Dr. Joe Gilgour, president of Mineral Area College, addresses those who attended a meeting in July to update on progress made on the Piney River Technical Center. To his right is Dr. Allen Moss, superintendent of the Houston School District. 

Mineral Area College will begin general education classes in Houston in October, including accommodating area students in the state A+ program that assists with higher education costs.

The announcement came Thursday night during a meeting of the Houston School District board of education.

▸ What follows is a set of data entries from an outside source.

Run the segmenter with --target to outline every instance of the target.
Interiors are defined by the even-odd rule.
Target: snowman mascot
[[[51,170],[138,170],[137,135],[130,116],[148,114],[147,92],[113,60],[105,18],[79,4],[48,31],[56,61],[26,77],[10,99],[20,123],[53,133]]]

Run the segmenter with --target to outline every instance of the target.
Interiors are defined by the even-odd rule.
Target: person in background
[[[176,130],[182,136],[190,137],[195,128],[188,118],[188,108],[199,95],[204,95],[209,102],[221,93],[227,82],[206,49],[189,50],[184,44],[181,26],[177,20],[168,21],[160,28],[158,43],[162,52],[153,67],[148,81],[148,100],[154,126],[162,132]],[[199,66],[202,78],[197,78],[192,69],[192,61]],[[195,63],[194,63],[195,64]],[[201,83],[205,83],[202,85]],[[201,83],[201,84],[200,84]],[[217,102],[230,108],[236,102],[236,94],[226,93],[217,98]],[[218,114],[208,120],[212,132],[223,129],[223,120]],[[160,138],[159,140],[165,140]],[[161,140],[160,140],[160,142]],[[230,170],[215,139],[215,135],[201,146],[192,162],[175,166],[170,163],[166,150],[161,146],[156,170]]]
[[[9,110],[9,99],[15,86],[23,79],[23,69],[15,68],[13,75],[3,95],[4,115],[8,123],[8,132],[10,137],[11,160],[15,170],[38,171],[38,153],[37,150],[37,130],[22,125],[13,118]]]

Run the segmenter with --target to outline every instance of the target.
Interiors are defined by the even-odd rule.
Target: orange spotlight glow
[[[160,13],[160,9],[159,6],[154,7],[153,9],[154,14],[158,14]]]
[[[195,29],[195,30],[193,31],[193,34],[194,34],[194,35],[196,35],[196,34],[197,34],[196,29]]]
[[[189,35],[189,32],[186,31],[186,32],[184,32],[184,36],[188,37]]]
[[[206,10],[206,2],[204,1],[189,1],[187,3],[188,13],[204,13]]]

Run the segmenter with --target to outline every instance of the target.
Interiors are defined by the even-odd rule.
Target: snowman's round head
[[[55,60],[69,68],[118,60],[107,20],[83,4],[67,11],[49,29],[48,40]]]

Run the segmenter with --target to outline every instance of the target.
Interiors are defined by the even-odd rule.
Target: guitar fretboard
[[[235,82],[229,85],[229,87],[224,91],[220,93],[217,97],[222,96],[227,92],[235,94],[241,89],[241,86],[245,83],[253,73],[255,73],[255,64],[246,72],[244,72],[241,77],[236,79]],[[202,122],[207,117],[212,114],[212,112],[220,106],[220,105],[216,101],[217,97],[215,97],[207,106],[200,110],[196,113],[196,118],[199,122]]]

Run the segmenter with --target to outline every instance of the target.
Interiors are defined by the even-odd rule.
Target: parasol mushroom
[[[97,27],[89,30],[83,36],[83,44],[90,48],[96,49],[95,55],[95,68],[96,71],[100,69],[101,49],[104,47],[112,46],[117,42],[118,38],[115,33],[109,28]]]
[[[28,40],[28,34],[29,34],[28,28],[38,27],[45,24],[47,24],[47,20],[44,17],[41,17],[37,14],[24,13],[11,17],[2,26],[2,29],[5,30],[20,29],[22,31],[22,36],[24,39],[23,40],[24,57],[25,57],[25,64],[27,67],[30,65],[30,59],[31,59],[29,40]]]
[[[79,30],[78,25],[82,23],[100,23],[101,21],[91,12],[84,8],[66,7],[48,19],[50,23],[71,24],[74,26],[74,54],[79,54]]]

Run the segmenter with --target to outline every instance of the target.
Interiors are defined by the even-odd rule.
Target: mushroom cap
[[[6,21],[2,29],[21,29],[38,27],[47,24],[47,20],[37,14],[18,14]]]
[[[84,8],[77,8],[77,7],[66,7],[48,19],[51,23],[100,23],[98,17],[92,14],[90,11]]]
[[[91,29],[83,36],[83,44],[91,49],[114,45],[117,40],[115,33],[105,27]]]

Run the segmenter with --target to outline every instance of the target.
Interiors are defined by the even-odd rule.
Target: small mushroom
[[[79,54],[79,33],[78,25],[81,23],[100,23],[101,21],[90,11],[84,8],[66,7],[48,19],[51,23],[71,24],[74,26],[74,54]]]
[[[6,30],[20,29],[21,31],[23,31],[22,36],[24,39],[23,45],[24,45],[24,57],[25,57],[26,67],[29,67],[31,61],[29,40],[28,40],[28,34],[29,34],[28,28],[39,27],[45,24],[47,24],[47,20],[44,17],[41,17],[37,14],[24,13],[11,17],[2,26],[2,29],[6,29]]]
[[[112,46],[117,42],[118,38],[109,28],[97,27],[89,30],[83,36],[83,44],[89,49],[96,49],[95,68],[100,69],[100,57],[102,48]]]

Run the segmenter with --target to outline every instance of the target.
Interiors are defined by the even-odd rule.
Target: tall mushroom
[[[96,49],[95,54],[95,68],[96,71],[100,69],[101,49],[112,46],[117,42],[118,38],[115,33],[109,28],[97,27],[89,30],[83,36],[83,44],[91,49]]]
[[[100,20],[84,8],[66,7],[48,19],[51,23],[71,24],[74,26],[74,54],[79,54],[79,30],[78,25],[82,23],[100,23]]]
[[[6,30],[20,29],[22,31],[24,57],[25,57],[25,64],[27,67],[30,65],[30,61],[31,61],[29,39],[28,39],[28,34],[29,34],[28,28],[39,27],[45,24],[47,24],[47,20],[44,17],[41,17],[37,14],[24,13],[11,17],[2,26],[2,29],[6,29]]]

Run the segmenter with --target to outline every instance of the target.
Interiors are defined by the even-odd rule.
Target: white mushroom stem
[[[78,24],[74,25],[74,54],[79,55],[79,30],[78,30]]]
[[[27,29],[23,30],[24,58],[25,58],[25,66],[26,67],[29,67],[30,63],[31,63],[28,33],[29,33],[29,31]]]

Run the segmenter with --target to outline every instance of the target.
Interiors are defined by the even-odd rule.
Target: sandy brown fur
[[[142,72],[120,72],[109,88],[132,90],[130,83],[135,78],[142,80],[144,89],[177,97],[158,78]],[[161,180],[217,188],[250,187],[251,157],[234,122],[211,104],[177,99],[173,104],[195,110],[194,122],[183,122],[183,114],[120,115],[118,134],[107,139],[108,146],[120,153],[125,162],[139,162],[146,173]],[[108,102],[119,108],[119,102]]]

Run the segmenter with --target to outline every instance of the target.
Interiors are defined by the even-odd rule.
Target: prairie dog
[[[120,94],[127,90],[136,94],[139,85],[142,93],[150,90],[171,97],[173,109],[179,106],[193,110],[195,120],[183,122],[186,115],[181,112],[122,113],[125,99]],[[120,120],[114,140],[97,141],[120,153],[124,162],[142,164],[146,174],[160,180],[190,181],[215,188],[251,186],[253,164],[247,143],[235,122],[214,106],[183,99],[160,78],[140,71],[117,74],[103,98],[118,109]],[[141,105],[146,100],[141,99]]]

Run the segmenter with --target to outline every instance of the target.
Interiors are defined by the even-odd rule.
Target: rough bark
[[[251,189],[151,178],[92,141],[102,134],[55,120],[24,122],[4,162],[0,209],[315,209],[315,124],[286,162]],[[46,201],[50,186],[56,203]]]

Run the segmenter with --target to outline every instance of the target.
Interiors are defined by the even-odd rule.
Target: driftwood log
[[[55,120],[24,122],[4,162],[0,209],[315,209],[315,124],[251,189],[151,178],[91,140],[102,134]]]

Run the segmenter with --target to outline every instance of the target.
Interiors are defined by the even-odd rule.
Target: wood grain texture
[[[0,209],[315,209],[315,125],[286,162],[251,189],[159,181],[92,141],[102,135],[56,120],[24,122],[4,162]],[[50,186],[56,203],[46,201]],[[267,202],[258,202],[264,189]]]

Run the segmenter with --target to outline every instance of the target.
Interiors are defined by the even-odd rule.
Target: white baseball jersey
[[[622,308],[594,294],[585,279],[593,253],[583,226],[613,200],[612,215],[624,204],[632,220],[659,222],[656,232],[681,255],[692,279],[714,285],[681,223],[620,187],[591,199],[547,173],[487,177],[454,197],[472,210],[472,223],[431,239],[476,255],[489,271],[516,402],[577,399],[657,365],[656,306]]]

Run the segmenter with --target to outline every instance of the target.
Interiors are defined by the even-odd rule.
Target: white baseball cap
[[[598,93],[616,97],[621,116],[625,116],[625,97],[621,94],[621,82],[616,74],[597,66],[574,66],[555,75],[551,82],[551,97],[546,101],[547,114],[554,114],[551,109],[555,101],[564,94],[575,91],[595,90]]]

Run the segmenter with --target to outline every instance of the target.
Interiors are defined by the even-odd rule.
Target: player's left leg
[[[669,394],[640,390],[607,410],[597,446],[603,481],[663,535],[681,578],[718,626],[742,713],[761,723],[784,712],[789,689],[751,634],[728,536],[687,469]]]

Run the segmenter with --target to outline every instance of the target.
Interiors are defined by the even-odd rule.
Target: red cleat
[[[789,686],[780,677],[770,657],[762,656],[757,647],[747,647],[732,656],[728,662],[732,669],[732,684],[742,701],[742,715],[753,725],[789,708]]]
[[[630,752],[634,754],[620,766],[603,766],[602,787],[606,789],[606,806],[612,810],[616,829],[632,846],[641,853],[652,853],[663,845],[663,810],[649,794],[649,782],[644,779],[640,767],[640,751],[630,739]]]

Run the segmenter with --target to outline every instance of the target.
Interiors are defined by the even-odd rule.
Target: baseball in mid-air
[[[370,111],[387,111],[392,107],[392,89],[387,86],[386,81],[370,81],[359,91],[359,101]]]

Dr. Joe Gilgour, president of Mineral Area College, and Rob Harrington, economic development director for the City of Houston, attended the meeting. Classes will be held in new space created as part of the Piney River Technical Center on Spruce Street in downtown Houston. Eventually, it is hoped that students will be able to take a two-year program using their A+ dollars with Mineral Area College and transition for the remaining two years with Drury University, which is already offering classes and partners with Cox College on nursing education.


“I’m very excited. A year ago, everyone said this just wouldn’t happen. Now classes are starting,” said Harrington.

A catalyst to jump-start the program was the acquisition of the 47,000 square foot building by the City of Houston Industrial Development Authority (IDA) from the Houston Development Co. Additional classroom space will soon be created. The partnership also includes the Houston School District and Texas County Memorial Hospital. Both have pledged to work closely with  IDA. The Houston City Council contributed funds to help with remodeling.

Dr. Allen Moss, superintendent, said at a community meeting in July that the school district wants to offer technical education classes. Some students currently travel to West Plains to take the courses.  The hospital’s interest is to create a workforce from students who are exposed to opportunities at technical center.

Wes Murray, CEO of Texas County Memorial Hospital, said at the meeting earlier in the summer that many of the hospital’s employees began in the same place – becoming a CNA, advancing to become a LPN and later earning an RN degree. He said the hospital is ready to support the venture, whose planning began about 10 months ago, with some donations of equipment and supplies. He also noted that some RNs at the hospital have already stepped in to offer their skills to teach and are working on gaining the proper certifications for teaching.